Strapping kids to a treadmill isn’t the answer

Building on his Health of the Nation post, Young Fabian Tim Nicholls takes another look at the importance of our relationship with food and argues that good habits need to start early.

In a previous post, I talked about the need for radical thinking to tackle increasing rates of obesity in the UK. Though I spoke in more general terms, particular attention needs to be paid to childhood obesity. This builds on the policy ideas in my last post: particularly vital is making good food cost less.

This is for two reasons. Firstly, if children grow up fit and healthy, they’re more likely to stay that way. Secondly, increasing rates of obesity in children are leading to rates of juvenile diabetes and other health conditions that are, in themselves, sufficient cause for action.

But what to do?

A great leap forward was made a couple of years ago. Say what you like about Jamie Oliver, he got school meals on the agenda and budgets were increased. Children were getting healthy food in schools and it was getting results. Already, there is news that this agenda is for the chop.

This would be a colossal mistake by the Government. This is not just because a move away from healthy school dinners will make our children less healthy; it is because the lessons you learn in early life are vital. If we can teach children about food – about what’s good for them and how much better you feel when you eat a balanced diet – half the battle is won.

Free school meals should be universal; ensuring that every child has one solid meal a day.

No school should be without a kitchen. Full stop.

Children should be involved in making dinners: not every day, but enough to give them a proper appreciation of what they are eating. This should not just be a schools agenda: we should be encouraging parents to cook with their children too.

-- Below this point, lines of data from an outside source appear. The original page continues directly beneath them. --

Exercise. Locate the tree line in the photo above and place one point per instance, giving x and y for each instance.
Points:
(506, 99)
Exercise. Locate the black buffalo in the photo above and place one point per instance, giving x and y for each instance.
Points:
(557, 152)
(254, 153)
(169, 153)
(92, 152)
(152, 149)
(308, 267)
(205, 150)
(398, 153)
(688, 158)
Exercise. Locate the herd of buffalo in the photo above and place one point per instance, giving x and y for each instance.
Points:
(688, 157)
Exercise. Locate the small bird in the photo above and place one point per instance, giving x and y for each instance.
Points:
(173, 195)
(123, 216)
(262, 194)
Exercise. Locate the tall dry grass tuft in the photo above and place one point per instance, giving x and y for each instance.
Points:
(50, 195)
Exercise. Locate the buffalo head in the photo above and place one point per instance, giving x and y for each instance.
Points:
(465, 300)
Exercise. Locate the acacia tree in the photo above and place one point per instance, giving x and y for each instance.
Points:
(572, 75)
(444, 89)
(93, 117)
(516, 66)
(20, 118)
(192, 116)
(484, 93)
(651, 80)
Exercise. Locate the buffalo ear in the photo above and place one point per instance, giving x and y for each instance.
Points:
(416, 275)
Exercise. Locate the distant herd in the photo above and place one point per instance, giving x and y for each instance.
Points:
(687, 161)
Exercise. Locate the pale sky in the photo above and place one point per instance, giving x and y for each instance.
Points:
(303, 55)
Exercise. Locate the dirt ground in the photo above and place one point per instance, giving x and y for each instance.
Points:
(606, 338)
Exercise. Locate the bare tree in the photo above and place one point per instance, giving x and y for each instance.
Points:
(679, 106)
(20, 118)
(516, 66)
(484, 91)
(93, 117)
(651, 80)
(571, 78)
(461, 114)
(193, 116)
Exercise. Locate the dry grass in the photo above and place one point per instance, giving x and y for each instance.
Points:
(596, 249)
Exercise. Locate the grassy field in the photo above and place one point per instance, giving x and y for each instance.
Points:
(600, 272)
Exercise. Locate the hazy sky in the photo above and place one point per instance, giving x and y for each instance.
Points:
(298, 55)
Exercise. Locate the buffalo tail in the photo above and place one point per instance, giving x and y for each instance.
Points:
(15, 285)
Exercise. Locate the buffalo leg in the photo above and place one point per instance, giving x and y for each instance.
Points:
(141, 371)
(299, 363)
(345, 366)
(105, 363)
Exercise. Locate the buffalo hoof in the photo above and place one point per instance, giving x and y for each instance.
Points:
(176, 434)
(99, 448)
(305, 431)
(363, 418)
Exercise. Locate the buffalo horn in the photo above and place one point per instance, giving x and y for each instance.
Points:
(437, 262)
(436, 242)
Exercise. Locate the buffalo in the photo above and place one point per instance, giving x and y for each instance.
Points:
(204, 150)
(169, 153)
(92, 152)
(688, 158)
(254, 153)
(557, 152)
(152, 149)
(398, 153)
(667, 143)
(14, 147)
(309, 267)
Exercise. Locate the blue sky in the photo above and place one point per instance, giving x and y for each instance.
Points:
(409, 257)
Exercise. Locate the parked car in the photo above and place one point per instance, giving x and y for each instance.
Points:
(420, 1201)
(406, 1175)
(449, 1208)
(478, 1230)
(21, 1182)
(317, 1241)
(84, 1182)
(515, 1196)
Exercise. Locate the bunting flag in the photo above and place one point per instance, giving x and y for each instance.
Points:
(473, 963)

But how do we do that when the work-life balance of many working families is so skewed and healthy food costs more? How does a single mother of three, who is working two jobs manage this? She would have to be Supermum. A living wage, childcare and flexible working should all tie explicitly into this agenda.

The point is that we should not just see child obesity as a health issue. It will not be fixed by strapping a child to a treadmill. To a child, life does not neatly split into home life and school life, it’s just life. A consistent message of healthy living has to span both.